Notwithstanding the Administrative Procedure Act, Chapter 3.5 (commencing with Section 11340) of Part 1 of Division 3 of Title 2 of the Government Code, the department may implement the provisions of this article through all-county welfare director letters or similar instruction, without taking regulatory action. Prior to issuing any letter or similar instrument authorized pursuant to this section, the department shall notify and consult with stakeholders, including advocates, providers, and beneficiaries, in implementing, interpreting, or making specific this article. The department shall notify the appropriate policy and fiscal committees of the Legislature of its intent to issue instructions under this section at least five days in advance of the issuance.

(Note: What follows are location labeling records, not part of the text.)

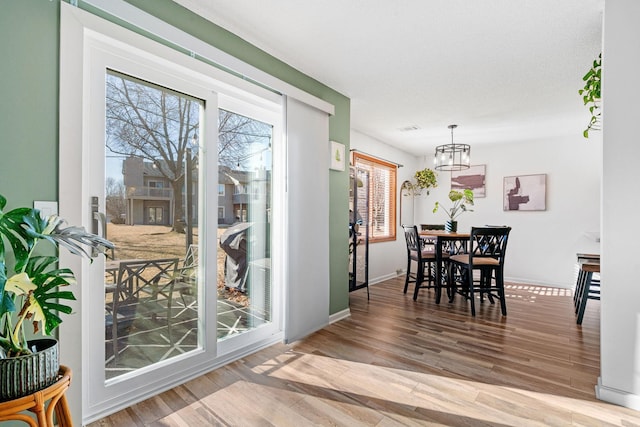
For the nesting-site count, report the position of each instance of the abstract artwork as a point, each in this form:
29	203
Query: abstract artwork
525	193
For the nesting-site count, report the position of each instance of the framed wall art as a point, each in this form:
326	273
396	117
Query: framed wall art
337	160
525	193
472	178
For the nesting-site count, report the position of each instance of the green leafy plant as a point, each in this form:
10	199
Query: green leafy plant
424	180
591	95
461	200
31	284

(Added by renumbering Section 14182 by Stats. 2010, Ch. 714, Sec. 19. Effective October 19, 2010.)

14183.6.  

(a) The department shall enter into an interagency agreement with the Department of Managed Health Care to have the Department of Managed Health Care, on behalf of the department, conduct financial audits, medical surveys, and a review of the provider networks of the managed care health plans participating in the demonstration project and the Medi-Cal managed care expansion into rural counties, and to provide consumer assistance to beneficiaries affected by the provisions of Sections 14182.16 and 14182.17. The interagency agreement shall be updated, as necessary, on an annual basis in order to maintain functional clarity regarding the roles and responsibilities of these core activities. The department shall not delegate its authority under this division as the single state Medicaid agency to the Department of Managed Health Care.

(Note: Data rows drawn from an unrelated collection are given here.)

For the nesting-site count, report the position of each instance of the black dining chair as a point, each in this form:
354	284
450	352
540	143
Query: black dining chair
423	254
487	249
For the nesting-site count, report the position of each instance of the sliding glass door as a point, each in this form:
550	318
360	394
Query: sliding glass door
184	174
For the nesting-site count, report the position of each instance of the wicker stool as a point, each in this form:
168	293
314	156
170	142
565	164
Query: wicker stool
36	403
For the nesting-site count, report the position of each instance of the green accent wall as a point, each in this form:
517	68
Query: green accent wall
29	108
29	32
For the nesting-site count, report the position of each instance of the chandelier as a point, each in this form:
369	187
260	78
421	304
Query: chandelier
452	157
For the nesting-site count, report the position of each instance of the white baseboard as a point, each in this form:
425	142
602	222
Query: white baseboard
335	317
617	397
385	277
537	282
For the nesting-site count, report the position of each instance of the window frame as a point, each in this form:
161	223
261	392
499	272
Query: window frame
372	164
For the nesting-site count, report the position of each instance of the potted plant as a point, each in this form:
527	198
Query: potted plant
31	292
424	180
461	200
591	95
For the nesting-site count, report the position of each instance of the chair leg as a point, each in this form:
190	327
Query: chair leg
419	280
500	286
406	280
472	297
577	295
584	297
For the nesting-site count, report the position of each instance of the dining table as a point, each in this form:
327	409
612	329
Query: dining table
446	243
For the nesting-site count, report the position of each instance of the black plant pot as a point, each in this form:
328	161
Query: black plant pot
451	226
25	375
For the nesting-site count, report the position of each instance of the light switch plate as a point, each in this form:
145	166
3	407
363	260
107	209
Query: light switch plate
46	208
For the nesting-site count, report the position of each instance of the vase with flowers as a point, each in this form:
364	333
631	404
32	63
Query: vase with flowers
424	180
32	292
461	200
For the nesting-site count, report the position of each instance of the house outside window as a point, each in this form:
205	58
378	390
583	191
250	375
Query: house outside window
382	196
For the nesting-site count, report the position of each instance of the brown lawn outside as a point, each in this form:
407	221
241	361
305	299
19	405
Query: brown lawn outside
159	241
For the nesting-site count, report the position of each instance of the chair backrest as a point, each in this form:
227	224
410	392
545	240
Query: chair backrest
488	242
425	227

(b) This section shall be inoperative if the Coordinated Care Initiative becomes inoperative pursuant to Section 34 of the act that added this subdivision.

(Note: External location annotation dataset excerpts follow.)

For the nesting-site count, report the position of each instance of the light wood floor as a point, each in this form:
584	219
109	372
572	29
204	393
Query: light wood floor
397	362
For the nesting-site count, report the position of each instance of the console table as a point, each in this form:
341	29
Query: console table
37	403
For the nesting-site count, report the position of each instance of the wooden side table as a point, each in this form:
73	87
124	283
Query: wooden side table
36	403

(Amended by Stats. 2013, Ch. 37, Sec. 19. Effective June 27, 2013. Conditionally inoperative as prescribed by its own provisions and Sec. 34 of Ch. 37. If this version becomes inoperative, the version added by Sec. 20 of Ch. 37 becomes operative.)

14183.6.  

(a) The department shall enter into an interagency agreement with the Department of Managed Health Care to have the Department of Managed Health Care, on behalf of the department, conduct financial audits, medical surveys, and a review of the provider networks of the managed care health plans participating in the demonstration project and the Medi-Cal managed care expansion into rural counties. The interagency agreement shall be updated, as necessary, on an annual basis in order to maintain functional clarity regarding the roles and responsibilities of these core activities. The department shall not delegate its authority under this division as the single state Medicaid agency to the Department of Managed Health Care.

(b) This section shall be operative only if Section 19 of the act that added this section becomes inoperative pursuant to subdivision (b) of that Section 19.

(Added by Stats. 2013, Ch. 37, Sec. 20. Effective June 27, 2013. This version is conditionally operative, as prescribed by its own provisions.)